Diego’s Chocolate in Guatemala and Madécasse in Madagascar offer a radical answer to concerns about trade dynamics and global economic inequality. By growing, producing, and packaging chocolate locally in their respective countries, they retain most of the profit that would otherwise go to chocolatiers in the global north.
Ultimately, fair trade and direct trade are incomplete solutions. Poverty and lack of education prevent many growers from producing better quality crops, driving a harder bargain with buyers, or moving into higher-profit segments of the chocolate supply chain. There is no single solution, but right now it seems like the best thing we consumers can do is support equitable alternatives that allow everyone in the chocolate industry to run successful businesses and build healthy communities.
Here are the responsible chocolates we’ve latched onto over the years:
Dandelion: I’ve only actually had one of these, but it was given to me by a friend (who lists me in IM as dandelion, which pleases me). Plus they’re bean-to-bar, so that’s something.
Divine: The company is partially owned by a cacao growers’ collective in Ghana.

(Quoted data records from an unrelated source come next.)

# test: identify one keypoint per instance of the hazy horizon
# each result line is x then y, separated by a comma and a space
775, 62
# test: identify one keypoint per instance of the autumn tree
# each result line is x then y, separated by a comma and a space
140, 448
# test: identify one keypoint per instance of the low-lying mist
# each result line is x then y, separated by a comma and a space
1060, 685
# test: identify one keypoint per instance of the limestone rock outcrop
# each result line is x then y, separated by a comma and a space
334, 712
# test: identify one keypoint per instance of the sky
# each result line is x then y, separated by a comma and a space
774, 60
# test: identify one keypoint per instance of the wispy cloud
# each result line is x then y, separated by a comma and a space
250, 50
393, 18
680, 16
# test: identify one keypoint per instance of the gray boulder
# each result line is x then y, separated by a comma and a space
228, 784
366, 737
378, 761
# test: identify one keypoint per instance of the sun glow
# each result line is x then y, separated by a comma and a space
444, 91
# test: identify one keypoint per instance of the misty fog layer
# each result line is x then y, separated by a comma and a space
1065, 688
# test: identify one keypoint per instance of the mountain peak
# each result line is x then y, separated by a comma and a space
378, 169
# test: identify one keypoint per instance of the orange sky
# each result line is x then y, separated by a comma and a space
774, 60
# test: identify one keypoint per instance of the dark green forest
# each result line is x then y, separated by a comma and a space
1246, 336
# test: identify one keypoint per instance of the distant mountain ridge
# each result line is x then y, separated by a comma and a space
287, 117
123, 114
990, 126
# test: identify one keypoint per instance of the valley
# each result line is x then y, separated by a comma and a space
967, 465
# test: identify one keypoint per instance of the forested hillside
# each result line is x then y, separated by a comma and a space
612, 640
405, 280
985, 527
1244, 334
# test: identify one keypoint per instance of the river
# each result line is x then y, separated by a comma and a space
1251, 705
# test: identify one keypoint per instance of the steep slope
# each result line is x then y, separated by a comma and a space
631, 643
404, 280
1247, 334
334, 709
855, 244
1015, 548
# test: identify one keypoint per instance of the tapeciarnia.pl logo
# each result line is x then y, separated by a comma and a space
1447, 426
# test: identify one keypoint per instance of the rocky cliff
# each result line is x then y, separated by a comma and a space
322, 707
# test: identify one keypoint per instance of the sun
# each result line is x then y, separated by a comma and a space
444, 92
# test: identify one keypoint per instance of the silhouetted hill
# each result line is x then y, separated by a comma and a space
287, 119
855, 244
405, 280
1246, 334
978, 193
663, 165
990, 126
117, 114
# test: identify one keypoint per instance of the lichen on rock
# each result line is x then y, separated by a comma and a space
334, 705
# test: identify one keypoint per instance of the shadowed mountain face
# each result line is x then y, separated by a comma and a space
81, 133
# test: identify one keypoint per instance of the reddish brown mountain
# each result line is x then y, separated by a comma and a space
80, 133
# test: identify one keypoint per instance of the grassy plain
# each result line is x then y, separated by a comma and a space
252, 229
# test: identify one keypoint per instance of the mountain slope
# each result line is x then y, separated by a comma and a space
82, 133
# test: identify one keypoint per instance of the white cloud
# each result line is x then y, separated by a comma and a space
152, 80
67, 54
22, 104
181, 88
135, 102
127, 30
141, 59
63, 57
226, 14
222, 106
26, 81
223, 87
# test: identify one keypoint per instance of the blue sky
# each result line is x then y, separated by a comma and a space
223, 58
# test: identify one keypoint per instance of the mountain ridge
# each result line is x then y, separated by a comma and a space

The collective holds two seats on the board of directors and, as shareholders, collective members receive dividends from Divine’s profits.
Diego’s chocolate: A lovely and uniquely made cigar-shaped chocolate that’s “Mayan-grown, Mayan-made from tree to chocolate in Guatemala”. We mention these folks in our book.
El Castillo del Cacao – I’ve bee living in León, Nicaragua for a couple weeks now, and this locally-produced organic chocolate seems to be THE local option.
Heavenly Organics: Not vegan! But so good, and they say they’re bee-friendly. They buy from Indian worker-owned cooperatives they helped make. Unsweetened dark chocolate with a honey + simple flavoring center. Great for folks like me who never wanted their peas touching their mashed potatoes (and shoved their chicken in the upholstery when I thought nobody was looking) at the dinner table growing up. Simple, yet interesting.
Madecasse: Produced in Madagascar! I liked their pink pepper & citrus one. They recently seem to have grown?
Taza: Direct trade, based in the east coast. Theirs is the round chocolate, usually kind of gritty like Mexican chocolate. So great.
Theo: Based in Seattle, they’re into making fair trade, organic chocolate accessible. I enjoy their mission statement, and I stock up on these to use as minor presents to give to friends & strangers as thank yous.
Tony’s Chocolonely: They’re also into making fair trade chocolate accessible, but they’re so single-minded about slave-free chocolate that they’re not focused on the organic aspect, and I can live with their logic. (They’re also aware of their environmental impact with dairy, which is a start.) I do like how they’re reframing and mainstreamifying the fair trade concept. Another chocolate that’s great for gift-giving.